A story is a sequence of events linked causally, but told linearly. A wall of index cards represents causal flow pretty well, but it can fool you into thinking you're looking at a linear sequence of events, which you're not.

So the index cards got transcribed onto a three-column outline (the columns are plot, character, and a certain important maguffin's latest location, because trying to keep track of where it was, who knew it, and who knew they knew it was giving me hives). Once forced into linear order, these "beats" got numbered; then the beats that already existed in the first draft as full scenes got scissored out and taped together in the new order, with placeholder notes where new scenes have to be written (no computer cut-and-paste--it doesn't work as well for structure). The leftovers went into the trash, with a few set aside for reintegration along the way.

Then the three-column outline, itself, got Xeroxed, cut into its individual beats, and attached to the corresponding scenes.

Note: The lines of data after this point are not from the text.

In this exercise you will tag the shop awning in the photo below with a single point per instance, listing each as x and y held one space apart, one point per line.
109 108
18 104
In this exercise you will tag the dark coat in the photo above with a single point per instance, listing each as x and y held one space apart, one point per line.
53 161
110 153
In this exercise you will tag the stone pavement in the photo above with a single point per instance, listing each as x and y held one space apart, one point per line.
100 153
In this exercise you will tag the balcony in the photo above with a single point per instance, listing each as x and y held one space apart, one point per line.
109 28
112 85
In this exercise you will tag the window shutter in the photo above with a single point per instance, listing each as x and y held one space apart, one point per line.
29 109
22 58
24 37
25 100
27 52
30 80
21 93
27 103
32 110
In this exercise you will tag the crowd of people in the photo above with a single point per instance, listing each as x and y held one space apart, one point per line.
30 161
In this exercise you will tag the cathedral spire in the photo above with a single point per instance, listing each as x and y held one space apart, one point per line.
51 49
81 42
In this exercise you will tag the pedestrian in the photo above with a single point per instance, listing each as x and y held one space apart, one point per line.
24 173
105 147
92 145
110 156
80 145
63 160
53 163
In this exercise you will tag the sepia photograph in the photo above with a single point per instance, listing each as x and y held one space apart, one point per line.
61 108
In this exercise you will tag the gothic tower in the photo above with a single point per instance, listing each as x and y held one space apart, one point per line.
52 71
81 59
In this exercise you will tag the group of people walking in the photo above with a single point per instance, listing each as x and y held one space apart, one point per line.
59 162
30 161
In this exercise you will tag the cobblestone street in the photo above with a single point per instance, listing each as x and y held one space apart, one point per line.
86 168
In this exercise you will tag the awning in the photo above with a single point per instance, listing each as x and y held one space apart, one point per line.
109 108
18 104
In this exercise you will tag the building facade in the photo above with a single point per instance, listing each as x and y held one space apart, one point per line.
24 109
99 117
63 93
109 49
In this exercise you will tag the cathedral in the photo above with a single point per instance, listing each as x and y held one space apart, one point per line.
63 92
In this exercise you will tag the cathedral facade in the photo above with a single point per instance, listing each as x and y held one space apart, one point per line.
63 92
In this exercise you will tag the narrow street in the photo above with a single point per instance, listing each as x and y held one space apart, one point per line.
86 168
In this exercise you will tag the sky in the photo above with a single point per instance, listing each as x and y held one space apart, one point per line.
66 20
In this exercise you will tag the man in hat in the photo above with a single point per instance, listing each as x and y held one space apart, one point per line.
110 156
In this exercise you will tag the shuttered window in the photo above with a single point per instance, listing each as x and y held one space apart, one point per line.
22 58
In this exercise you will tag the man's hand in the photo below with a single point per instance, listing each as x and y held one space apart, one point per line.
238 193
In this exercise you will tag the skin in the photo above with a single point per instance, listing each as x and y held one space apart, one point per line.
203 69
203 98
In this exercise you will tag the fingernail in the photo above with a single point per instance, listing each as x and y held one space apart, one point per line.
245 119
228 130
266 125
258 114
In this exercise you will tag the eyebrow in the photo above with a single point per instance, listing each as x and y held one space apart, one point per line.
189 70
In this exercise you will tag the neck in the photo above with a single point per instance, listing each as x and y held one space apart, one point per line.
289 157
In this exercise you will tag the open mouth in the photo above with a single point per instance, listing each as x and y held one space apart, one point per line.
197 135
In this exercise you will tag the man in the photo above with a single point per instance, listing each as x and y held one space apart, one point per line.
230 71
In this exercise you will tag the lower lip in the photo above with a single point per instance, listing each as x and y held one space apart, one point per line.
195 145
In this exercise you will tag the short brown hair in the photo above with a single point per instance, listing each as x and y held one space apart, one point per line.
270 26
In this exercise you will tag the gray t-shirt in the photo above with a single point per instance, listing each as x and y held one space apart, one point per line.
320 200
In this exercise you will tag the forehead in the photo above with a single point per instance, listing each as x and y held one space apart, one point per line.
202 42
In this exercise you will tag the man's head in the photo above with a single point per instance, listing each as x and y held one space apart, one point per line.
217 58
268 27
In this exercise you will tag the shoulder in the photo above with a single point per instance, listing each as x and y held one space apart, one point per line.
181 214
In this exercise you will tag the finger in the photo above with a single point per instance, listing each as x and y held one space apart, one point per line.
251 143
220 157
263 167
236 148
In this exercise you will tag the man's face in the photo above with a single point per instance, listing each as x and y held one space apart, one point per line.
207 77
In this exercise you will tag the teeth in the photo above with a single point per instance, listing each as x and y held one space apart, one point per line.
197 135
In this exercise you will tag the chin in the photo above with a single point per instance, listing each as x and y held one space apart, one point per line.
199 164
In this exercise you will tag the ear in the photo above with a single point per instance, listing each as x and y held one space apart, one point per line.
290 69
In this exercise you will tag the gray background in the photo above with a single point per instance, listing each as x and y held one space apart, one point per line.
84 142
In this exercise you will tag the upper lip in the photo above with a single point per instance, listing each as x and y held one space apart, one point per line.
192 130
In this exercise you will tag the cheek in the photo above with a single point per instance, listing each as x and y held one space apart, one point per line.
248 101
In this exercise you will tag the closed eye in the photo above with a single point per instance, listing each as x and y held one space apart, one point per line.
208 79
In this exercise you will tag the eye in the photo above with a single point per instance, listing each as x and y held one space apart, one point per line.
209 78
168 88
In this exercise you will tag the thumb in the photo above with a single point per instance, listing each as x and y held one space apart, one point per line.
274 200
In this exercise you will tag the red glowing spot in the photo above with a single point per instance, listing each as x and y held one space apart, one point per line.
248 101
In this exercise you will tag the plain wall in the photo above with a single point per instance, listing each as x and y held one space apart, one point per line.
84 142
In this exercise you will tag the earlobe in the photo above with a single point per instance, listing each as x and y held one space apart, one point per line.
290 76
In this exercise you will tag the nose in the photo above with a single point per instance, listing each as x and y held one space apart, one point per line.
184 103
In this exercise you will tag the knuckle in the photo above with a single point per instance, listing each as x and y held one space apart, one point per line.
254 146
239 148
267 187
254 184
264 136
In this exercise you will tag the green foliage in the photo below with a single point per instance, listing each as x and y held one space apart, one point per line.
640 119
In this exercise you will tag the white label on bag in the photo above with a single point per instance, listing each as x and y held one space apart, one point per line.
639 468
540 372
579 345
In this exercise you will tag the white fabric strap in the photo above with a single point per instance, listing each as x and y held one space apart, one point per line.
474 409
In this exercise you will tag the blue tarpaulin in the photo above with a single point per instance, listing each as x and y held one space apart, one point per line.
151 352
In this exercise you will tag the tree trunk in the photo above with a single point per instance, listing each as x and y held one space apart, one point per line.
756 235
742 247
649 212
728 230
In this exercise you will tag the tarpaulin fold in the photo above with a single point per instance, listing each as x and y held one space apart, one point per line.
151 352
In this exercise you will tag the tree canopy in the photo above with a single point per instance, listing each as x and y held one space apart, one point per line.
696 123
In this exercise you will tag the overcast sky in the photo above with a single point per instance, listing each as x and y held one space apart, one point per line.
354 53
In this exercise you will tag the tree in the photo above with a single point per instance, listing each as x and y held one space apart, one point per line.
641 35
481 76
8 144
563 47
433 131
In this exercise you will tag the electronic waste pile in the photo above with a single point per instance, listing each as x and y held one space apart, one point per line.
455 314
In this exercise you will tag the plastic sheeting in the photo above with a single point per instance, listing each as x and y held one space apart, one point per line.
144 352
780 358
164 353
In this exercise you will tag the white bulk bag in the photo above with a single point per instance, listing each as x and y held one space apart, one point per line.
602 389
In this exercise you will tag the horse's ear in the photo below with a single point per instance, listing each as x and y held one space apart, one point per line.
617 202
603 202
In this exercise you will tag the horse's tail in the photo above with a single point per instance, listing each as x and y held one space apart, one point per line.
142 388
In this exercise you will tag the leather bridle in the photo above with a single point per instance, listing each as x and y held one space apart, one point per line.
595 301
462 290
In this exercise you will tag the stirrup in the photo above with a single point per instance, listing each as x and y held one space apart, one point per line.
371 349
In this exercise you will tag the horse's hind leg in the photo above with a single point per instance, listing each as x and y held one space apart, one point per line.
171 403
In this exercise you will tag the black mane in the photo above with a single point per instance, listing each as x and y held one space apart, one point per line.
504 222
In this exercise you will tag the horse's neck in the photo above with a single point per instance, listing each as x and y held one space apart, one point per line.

The result: A stumbling Frankenstein of a script, ugly but functional, with structure intention notes taped to every limb and organ.

Fire...good!

This went next to the laptop, and I started typing it over in a fresh Final Draft document. Again, no cut-and-paste; strictly re-keying from scratch, a technique I learned from Michael Seidman that turned out to be necessary for the success of the last third of THE NIGHT MEN.

I'm now on page 11 of the rewrite, and this is working. The scissor-and-tape version is 80% of the first draft's length, it makes more sense, it's more focused, and all the best parts are still there.

A lot of writers resist killing their darlings. The more darlings I can back against a wall and slaughter, the happier I am. The hard part is figuring out where to put the wall.